There are a number of local campaigns that can combine discussion panels with actions and build local antiwar networks:

-- Counter-recruitment campaigns: Since the passage of the No Child Left Behind Act in 2001, all military recruiters have access to all students' private information for the purposes of recruitment and identifying potential enlistees.

Students have the power to "opt out" from the military database but they can only do so the first month of the school year in September. Activists have used "Opt Out" campaigns to provide one-on-one education about the realities of military service and encourage students to opt out of the military database.

By adding teach-ins, counter-recruitment actions and protests at school boards or city councils aimed at passing resolutions to ban military recruiters from high schools and campuses these campaigns can be extended beyond the month of September and used to build the antiwar movement.

-- Sanctuary city campaigns: Antiwar activists can learn from the immigrant rights sanctuary movement and begin pushing for their towns and cities to be safe havens for war resisters.

When someone in the military decides to resist or goes AWOL, they can't turn to the police for help, and they can be picked up for a broken taillight or other minor violations and turned into the military, where they likely will face a court martial and months in military prison.

In Portland, we are trying to get our city council to pass a resolution banning Portland police from turning vets or active duty GIs into the military for political reasons. Again, a combination of tactics, from teach-ins and petition signing to marches and walkouts, is key. A sanctuary city campaign has immense potential to help build local IVAW chapters and connections to active duty GIs in your area.

-- Veteran-specific campaigns: Building campaigns around specific veterans in your area who were denied care by the Department of Veterans Affairs or who are battling the military for speaking out against the war can be one of the most effective ways to build resistance.

Not only do these campaigns cut right to the heart of a system that claims to "support the troops" while denying them health care and free speech, they also can serve as a powerful way to encourage other veterans to protest. When activists show their willingness to fight for veterans who speak out against the war, it encourages others to do so.

All of these campaigns can produce tangible results and small victories at the local level that encourage us to keep fighting.

Keeping the local momentum moving can help build for larger national and regional protests.
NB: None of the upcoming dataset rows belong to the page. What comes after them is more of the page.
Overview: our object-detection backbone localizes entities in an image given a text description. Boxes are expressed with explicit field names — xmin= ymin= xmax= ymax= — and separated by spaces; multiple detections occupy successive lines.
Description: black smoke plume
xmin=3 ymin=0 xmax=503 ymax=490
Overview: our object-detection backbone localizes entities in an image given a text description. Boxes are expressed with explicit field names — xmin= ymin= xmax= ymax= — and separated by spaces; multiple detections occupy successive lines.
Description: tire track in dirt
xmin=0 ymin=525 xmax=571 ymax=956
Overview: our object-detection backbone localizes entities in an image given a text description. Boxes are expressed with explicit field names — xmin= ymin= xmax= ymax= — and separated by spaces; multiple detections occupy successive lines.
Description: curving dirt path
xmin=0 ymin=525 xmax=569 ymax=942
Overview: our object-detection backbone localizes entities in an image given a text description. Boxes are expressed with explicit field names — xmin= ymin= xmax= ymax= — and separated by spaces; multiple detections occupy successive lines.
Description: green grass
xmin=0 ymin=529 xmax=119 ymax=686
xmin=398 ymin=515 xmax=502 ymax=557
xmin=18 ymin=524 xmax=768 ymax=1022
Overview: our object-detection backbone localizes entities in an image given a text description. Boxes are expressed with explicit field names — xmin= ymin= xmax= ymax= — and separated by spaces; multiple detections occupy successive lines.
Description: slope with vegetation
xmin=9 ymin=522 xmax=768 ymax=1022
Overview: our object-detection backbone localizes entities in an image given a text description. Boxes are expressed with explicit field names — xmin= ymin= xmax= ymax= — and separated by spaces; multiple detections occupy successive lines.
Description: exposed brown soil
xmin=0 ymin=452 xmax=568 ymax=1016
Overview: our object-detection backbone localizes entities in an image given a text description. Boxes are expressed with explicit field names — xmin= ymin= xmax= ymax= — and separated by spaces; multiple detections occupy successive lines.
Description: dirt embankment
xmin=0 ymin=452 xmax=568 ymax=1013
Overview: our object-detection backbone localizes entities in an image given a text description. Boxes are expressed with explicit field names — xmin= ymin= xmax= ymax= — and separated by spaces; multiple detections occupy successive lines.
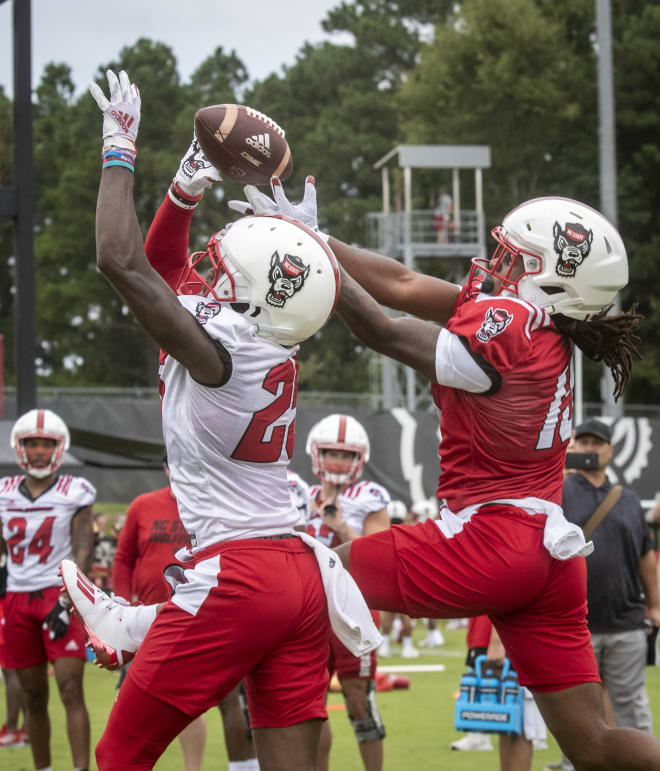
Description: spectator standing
xmin=563 ymin=419 xmax=660 ymax=733
xmin=433 ymin=187 xmax=454 ymax=243
xmin=0 ymin=552 xmax=29 ymax=747
xmin=306 ymin=414 xmax=390 ymax=771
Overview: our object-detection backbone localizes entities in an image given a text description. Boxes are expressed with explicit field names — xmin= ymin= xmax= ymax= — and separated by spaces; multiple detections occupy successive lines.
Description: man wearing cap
xmin=563 ymin=418 xmax=660 ymax=733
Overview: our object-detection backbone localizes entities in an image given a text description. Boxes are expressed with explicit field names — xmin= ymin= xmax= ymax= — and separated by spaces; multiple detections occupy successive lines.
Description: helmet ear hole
xmin=539 ymin=286 xmax=564 ymax=294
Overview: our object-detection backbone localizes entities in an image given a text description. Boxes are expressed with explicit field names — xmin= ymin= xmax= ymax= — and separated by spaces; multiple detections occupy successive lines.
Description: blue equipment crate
xmin=454 ymin=655 xmax=523 ymax=734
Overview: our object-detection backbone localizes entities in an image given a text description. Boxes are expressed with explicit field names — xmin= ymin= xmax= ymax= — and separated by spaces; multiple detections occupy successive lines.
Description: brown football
xmin=195 ymin=104 xmax=293 ymax=185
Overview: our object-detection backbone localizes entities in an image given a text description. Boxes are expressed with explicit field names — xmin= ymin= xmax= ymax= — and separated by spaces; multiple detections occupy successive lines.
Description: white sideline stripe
xmin=378 ymin=664 xmax=445 ymax=672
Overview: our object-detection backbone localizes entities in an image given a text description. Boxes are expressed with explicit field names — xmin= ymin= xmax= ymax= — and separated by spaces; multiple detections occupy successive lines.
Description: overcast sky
xmin=0 ymin=0 xmax=347 ymax=96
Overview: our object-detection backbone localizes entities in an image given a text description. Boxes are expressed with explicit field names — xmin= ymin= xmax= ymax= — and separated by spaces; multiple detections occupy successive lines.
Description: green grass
xmin=0 ymin=625 xmax=660 ymax=771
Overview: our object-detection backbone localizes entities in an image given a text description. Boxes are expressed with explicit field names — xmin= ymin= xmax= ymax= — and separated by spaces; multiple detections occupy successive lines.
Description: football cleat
xmin=60 ymin=560 xmax=140 ymax=669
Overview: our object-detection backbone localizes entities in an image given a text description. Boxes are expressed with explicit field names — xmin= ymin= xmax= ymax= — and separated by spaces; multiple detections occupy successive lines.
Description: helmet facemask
xmin=177 ymin=231 xmax=236 ymax=302
xmin=468 ymin=226 xmax=543 ymax=296
xmin=14 ymin=433 xmax=64 ymax=479
xmin=10 ymin=409 xmax=70 ymax=479
xmin=312 ymin=442 xmax=364 ymax=486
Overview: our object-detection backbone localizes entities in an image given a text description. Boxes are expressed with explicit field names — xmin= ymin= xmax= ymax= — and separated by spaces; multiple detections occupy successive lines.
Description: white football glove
xmin=228 ymin=175 xmax=328 ymax=235
xmin=174 ymin=134 xmax=222 ymax=198
xmin=89 ymin=70 xmax=140 ymax=152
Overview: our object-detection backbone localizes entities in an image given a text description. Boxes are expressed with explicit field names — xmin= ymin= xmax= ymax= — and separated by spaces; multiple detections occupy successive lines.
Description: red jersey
xmin=432 ymin=289 xmax=573 ymax=512
xmin=112 ymin=487 xmax=190 ymax=605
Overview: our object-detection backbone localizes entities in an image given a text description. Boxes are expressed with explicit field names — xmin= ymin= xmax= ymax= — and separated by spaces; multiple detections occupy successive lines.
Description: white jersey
xmin=0 ymin=474 xmax=96 ymax=592
xmin=307 ymin=481 xmax=390 ymax=547
xmin=160 ymin=295 xmax=298 ymax=552
xmin=286 ymin=470 xmax=309 ymax=527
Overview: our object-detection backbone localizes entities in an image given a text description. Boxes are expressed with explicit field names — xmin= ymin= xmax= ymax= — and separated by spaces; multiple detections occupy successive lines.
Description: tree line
xmin=0 ymin=0 xmax=660 ymax=403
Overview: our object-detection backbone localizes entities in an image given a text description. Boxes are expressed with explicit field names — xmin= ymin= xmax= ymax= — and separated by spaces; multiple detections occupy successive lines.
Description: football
xmin=195 ymin=104 xmax=293 ymax=185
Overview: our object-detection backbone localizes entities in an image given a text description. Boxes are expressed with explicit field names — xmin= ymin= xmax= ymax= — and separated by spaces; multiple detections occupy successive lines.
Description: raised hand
xmin=228 ymin=175 xmax=319 ymax=233
xmin=174 ymin=134 xmax=222 ymax=198
xmin=89 ymin=70 xmax=140 ymax=153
Connecting sanctuary campaigns with the immigrant rights movement and emphasizing the racist nature of war can help engage communities typically left out of the antiwar movement.

Organizing marches and protests that show where the antiwar movement intersects with other issues--such as the "Fund the Wounded, Not the War" march in Seattle or a "Stop the Raids, Stop the War" protest--can help engage new people and build local networks.

By combining our organizing with political education, connecting local struggles to larger mobilizations, supporting veterans and active duty GIs who choose to resist, and broadening the focus of our work to include communities organizing around other issues we can begin to build the type of movement that can topple U.S. imperialism.
Adam Sanchez, PDX Peace Coalition, Portland, Ore.